Carbendazim

Administrative data

Key value for chemical safety assessment

Genetic toxicity in vitro

Endpoint conclusion

Endpoint conclusion:

adverse effect observed (positive)

Genetic toxicity in vivo

Endpoint conclusion

Endpoint conclusion:

adverse effect observed (positive)

Additional information

Justification for classification or non-classification

The results lead to the conclusion tha Carbendazim should be considered as an aneugen not damaging the DNA directly but interacting with a non-DNA target receptor (tubulin). For aneugenic agents of this kind, a threshold for mutagenic activity does exist.

The experimental data show that for the induction of aneuploidy in vivo actually much higher oral doses are required to obtain effective blood or tissue conc. than one would expect on the basis of a direct extrapolation from the in vitro effective concentrations. A single oral dose of 50 mg/kg bw did not increase the frequency of micronucleated erythrocytes in mouse bone marrow, while the lowest oral dose causing an increase in micronucleus incidence was 100 mg/kg bw (12 ug carbendazim/ml). In contrast, a continuous blood conc. of 8 ug carbendazim/ml was not sufficient to increase the micronucleus frequency.

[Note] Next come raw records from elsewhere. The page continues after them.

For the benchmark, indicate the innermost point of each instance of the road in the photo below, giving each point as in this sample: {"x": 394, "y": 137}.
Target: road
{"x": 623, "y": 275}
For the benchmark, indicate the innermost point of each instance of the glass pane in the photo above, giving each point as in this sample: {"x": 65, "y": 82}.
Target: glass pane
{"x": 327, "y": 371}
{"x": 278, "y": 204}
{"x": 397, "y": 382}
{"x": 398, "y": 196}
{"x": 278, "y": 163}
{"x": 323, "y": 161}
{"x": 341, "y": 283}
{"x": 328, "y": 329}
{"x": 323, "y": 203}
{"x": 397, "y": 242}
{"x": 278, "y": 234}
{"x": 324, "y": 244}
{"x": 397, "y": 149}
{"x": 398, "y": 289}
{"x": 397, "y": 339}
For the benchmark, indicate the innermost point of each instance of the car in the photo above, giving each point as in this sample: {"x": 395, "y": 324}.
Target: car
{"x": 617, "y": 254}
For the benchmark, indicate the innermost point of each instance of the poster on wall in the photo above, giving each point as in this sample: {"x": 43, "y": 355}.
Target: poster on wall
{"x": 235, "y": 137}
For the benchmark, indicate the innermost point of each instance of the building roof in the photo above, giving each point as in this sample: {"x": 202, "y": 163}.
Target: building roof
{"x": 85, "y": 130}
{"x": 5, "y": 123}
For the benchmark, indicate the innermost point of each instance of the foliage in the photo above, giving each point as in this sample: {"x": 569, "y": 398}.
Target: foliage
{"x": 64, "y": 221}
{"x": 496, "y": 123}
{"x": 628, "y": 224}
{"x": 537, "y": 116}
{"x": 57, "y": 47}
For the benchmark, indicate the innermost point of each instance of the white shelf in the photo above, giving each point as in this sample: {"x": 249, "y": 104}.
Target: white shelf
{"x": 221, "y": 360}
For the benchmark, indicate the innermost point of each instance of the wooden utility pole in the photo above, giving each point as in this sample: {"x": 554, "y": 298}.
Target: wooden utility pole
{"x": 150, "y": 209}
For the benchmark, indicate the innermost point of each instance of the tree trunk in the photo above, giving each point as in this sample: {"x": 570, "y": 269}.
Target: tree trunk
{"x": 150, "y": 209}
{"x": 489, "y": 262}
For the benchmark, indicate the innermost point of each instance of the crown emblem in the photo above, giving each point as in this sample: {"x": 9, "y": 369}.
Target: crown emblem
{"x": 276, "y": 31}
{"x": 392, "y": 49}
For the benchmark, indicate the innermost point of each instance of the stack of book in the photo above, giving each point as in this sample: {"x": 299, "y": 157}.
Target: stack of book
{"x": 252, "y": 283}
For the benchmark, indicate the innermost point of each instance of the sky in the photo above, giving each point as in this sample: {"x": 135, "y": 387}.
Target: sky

The lowest single oral NOEL in rat germ cells was also 50 mg/kg bw.

Carbendazim did not induce mutation in S.typhi. G46 by means of the host mediated assay and urine of rats treated with 200 mg/kg carbendazim failed to induce mutations in the Ames test.

Carbendazim and benomyl did not induce structural chromosome aberrations and/or lethal gene mutations in mouse and rat germ cells as investigated in several dominant lethal assays using single or multiple exposure protocols.

It can be stated that carbendazim is devoid of gene mutagenic or clastogenic activities, despite of occasional positive findings in in vitro tests.

Positive findings have been traced to aminophenazine by-product impurities which are reduced in present manufacturing processes to amounts < 3.5 ppm, not inducing gene mutations in S.typhi. strains.

Carbendazim does not cause gene mutation or structural chromosome aberrations in in vivo tests for germ cell effects.

Carbendazim was positive in assays for numerical chromosome aberrations; these effects are related to the mechanicm of action of the fungicide. As a consequence cytokinesis is inhibited and aneuploidy is produced above a threshold concentration required for tubulin binding.

It appears reasonably to rely on the in vivo NOAEL of 50 mg/kg bw for the induction of aneuploidy. Unlike primary mutagens, carbendazim does not interact with DNA and does not cause gene mutations or structural chromosome aberrations.

With regard to the positive results in the above-mentioned assays and the threshold which could be estimated for aneuploidy, a classification of carbendazim as mutagen is supported.